Though Professor Dawkins tends to uphold an iron distinction between agnostic and atheist, it does not take account of ordinary usage, of common sense or scientific scepticism (i.e. reservation of final judgement). His agenda with that schism is to try to confront certain all-too-religiously-tolerant ‘agnostics’ aware of their actual position and its consequences. He no doubt wants to firm up their skepticism. However, I regard myself as a convinced non-believer and sometimes speak of my attitude as agnostic, sometimes atheist. The term ‘non-theist’ is often preferable, though it tends not to cover certain kinds of mysticism which accept a depersonalized cosmic intelligence of some kind.
Based on definitions in Prof. Sindre Bangstad’s book “What secularism is and is not” the following is important to recognize:-
Secularism is not the same as Atheism, it is primarily a political doctrine which makes it possible to take many kinds of positions with regard to the place of religion in the public sphere, including politics. Secularity is something else, which mainly describes a cultural process in which religious faith only gradually becomes one possibility among many others; while secularization refers to social differentiation in which the secular spheres are separated from one another and from religious institutions.
These distinctions may seem meticulous but they show that what seem to be the same positions are often quite different.
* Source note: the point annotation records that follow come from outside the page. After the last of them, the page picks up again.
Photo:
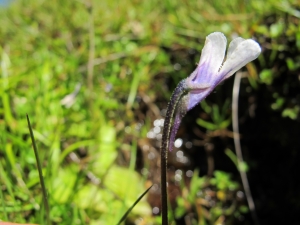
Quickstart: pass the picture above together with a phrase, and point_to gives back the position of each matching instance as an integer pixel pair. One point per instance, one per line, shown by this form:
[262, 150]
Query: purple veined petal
[243, 53]
[212, 57]
[233, 44]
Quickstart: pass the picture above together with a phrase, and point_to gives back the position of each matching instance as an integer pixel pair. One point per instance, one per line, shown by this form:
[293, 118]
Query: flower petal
[212, 57]
[233, 44]
[243, 53]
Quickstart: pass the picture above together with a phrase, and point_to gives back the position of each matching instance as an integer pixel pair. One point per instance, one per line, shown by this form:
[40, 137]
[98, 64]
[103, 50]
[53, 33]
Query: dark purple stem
[175, 98]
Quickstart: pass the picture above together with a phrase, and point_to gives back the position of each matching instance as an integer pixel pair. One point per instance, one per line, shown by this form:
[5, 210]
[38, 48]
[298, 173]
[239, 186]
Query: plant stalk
[175, 98]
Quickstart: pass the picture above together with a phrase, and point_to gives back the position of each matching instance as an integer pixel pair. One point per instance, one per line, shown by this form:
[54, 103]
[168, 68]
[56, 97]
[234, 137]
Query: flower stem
[175, 98]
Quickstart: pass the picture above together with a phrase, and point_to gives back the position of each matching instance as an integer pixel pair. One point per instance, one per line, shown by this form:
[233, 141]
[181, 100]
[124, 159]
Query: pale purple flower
[212, 69]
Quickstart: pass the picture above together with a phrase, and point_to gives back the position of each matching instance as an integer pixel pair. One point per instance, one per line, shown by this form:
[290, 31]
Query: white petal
[233, 44]
[244, 52]
[213, 52]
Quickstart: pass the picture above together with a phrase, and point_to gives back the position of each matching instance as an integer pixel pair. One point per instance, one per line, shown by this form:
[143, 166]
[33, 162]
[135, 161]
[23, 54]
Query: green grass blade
[136, 202]
[40, 172]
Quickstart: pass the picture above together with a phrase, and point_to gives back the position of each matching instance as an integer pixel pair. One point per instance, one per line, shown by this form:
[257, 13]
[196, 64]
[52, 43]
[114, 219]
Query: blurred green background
[95, 78]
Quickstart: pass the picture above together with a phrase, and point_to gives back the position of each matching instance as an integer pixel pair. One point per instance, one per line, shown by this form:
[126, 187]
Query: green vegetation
[93, 75]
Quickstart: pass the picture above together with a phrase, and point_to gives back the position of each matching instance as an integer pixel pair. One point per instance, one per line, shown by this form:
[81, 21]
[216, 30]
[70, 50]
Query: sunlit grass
[88, 144]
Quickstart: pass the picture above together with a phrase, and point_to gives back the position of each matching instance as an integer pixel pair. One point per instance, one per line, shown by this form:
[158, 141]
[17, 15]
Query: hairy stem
[175, 98]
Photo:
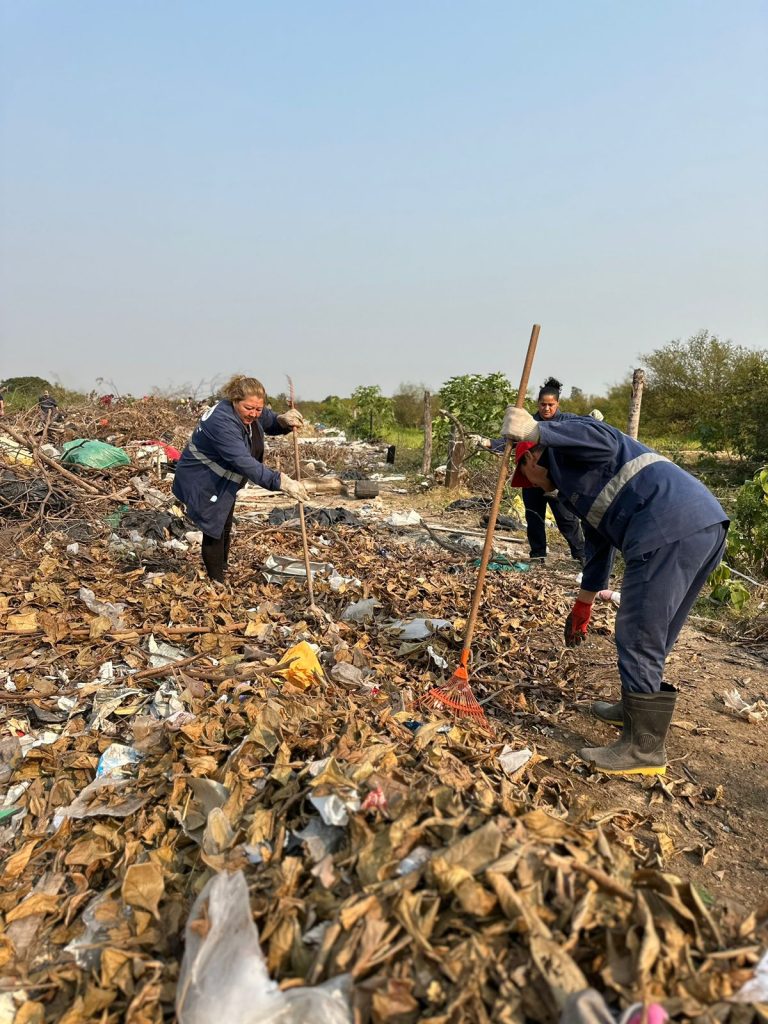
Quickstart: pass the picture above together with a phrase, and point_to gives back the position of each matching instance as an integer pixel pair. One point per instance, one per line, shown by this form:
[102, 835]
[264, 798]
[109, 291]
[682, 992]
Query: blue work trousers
[536, 503]
[657, 592]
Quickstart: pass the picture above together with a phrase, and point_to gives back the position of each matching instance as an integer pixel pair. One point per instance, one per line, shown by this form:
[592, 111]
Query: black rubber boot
[640, 750]
[613, 714]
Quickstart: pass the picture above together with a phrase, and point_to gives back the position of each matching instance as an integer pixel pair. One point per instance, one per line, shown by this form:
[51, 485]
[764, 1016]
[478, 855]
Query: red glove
[577, 623]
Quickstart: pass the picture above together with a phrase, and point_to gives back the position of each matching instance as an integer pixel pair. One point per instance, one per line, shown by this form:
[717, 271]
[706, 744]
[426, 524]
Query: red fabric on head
[518, 479]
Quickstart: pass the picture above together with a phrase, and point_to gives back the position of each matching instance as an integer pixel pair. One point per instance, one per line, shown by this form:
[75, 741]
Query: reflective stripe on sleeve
[611, 488]
[225, 474]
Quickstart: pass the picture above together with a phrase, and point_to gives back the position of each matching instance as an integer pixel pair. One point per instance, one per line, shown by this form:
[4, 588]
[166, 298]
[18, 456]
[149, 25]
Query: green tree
[748, 537]
[372, 412]
[710, 390]
[408, 404]
[477, 401]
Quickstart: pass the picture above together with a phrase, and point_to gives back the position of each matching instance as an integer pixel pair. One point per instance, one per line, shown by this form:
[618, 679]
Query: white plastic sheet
[223, 973]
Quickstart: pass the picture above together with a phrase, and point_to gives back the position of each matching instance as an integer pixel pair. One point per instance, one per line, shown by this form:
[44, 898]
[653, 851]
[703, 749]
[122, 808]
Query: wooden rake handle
[487, 546]
[302, 520]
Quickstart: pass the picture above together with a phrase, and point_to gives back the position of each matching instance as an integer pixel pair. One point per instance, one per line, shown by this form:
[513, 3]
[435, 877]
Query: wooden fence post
[456, 458]
[426, 462]
[638, 382]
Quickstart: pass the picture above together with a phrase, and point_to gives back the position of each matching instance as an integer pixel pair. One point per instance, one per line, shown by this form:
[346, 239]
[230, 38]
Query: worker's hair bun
[551, 386]
[240, 387]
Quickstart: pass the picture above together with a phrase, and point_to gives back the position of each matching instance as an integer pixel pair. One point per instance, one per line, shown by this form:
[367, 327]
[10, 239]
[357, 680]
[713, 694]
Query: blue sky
[373, 194]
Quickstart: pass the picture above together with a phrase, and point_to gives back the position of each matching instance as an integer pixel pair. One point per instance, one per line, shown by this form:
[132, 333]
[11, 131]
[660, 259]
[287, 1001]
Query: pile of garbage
[216, 804]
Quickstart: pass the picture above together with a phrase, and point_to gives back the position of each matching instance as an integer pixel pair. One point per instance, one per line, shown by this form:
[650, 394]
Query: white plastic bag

Secularism says nothing about whether people are religious or not, but about the institutional structures in place to guarantee representation of different ways of life. Secularism may be thought of as a society which embraces cosmopolitism.
Submitted on 2014/07/19 at 1:05 pm
Good explanation about secularism. Hearing the term on a regular basis, I had come to the same conclusion on its meaning, even though we tend to immediately think of it implying a ‘non-religious/spiritual’ country; rather than a society that completely separates religion from the political sphere.
As for belief itself, I always tend to describe myself as agnostic, as it is so much more peaceful when dealing with fanatical people who believe in a god. Though the idea of one single creator and sustainer of the universe, who has all powers and knows all, is ridiculous and up to 99% impossible, I still hold the last one percent in reserve of judgement. Perhaps as stated, in part due to observing so many self-righteous 100% belief declarations of religions, cults, etc. Truly, there is no way to know anything 100% when it concerns the world of mental imaginations of what might be beyond the physical universe (and even then, much depends upon each individual’s perception!).